"Integrating Writing in the Statistics Curriculum"
Dean Poeth & Jane Oppenlander, Union Graduate College
Effective written communication is an important competency for students to acquire, regardless of their discipline. This poster describes the integration of writing in introductory statistics courses. A three-part problem-solving approach is used which begins with developing a written problem statement, conducting the appropriate statistical analysis, and interpreting and communicating results in the context of the problem domain. Examples of student learning assessments, classroom activities, and writing resources are given. Successful and unsuccessful strategies to develop writing skills are discussed.
Communication is a key capacity for any statistician, since if you can't communicate, your results and insights will be left on the cutting room floor. The ASA's guidelines for undergraduate programs in statistics highlight the importance of writing and related skills, and Dean Poeth & Jane Oppenlander's poster describes one way that writing can be successfully integrated into a program. The 1/3 1/3 1/3 rule (developing a problem statement, analysis, and communication) is something that I'll adopt in my classes.

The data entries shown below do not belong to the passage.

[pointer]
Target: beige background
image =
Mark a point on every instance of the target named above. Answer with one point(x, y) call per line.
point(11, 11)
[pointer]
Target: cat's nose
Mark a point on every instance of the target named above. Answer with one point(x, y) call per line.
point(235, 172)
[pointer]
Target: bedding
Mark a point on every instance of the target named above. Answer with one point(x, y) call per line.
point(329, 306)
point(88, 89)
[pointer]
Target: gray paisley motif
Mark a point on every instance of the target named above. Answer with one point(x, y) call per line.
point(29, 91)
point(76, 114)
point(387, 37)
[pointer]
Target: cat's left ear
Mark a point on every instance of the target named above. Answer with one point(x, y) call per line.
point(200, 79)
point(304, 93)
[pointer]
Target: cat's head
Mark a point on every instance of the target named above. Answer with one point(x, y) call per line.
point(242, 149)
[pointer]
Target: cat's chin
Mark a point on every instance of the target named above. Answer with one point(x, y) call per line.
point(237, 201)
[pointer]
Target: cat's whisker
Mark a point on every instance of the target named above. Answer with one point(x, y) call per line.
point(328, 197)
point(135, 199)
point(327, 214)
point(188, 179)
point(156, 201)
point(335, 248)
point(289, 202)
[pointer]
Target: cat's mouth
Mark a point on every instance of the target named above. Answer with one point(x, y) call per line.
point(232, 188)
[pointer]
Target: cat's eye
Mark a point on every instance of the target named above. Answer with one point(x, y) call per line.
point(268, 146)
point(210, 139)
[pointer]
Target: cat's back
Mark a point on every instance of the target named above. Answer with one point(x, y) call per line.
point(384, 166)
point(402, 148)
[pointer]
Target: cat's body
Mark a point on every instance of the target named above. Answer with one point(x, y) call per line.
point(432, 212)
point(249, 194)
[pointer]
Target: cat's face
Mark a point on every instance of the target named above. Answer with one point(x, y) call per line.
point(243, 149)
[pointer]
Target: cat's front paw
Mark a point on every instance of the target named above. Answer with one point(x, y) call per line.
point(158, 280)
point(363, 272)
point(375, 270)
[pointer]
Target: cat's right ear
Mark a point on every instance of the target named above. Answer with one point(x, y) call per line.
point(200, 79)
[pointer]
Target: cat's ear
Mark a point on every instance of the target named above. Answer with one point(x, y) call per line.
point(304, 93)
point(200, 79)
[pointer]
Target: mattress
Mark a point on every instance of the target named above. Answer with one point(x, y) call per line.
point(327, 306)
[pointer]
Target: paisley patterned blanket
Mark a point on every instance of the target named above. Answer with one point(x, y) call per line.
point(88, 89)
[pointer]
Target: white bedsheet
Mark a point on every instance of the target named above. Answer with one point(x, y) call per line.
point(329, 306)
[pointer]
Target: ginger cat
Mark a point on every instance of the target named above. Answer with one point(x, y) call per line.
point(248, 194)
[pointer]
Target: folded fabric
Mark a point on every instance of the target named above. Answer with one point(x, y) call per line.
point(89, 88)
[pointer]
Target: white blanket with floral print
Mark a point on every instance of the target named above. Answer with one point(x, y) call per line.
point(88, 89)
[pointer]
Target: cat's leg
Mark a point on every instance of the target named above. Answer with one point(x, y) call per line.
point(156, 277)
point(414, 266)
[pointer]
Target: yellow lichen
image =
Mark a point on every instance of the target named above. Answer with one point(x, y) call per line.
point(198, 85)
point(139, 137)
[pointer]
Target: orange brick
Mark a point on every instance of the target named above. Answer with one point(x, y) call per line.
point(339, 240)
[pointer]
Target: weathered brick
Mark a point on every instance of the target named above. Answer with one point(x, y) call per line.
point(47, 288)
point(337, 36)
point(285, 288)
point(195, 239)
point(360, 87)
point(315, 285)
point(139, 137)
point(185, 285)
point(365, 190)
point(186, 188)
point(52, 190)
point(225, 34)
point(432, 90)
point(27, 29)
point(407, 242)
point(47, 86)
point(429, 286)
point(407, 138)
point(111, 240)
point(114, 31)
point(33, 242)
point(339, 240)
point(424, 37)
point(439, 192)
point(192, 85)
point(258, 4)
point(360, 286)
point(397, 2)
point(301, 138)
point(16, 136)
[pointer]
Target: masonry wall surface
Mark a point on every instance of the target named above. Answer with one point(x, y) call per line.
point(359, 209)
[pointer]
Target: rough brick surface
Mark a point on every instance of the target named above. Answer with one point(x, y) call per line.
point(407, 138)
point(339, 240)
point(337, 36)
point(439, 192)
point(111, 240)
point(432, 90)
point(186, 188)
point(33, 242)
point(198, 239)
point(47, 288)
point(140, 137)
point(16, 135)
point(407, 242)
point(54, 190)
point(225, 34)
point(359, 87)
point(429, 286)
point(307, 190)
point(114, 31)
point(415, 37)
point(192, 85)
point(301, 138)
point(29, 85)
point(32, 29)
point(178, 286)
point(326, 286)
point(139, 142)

It would be nice to see this incorporate reproducible analysis tools (see Mine's talk from Monday). @askdrstats
Thank you for your comment Nicholas.
Something that I've found to be very useful when it comes to helping students develop their writing skills is to not only ask them to proofread each others assignments, but to actually make a new assignment out of proofreading and commenting upon someone else's assignment. This seems to help the students shift their focus to the writing rather than the scientific/statistical content, also when working on their own texts. Like Nicholas Horton, I also liked the 1/3-1/3-1/3 rule a lot and will discuss it with my students for sure.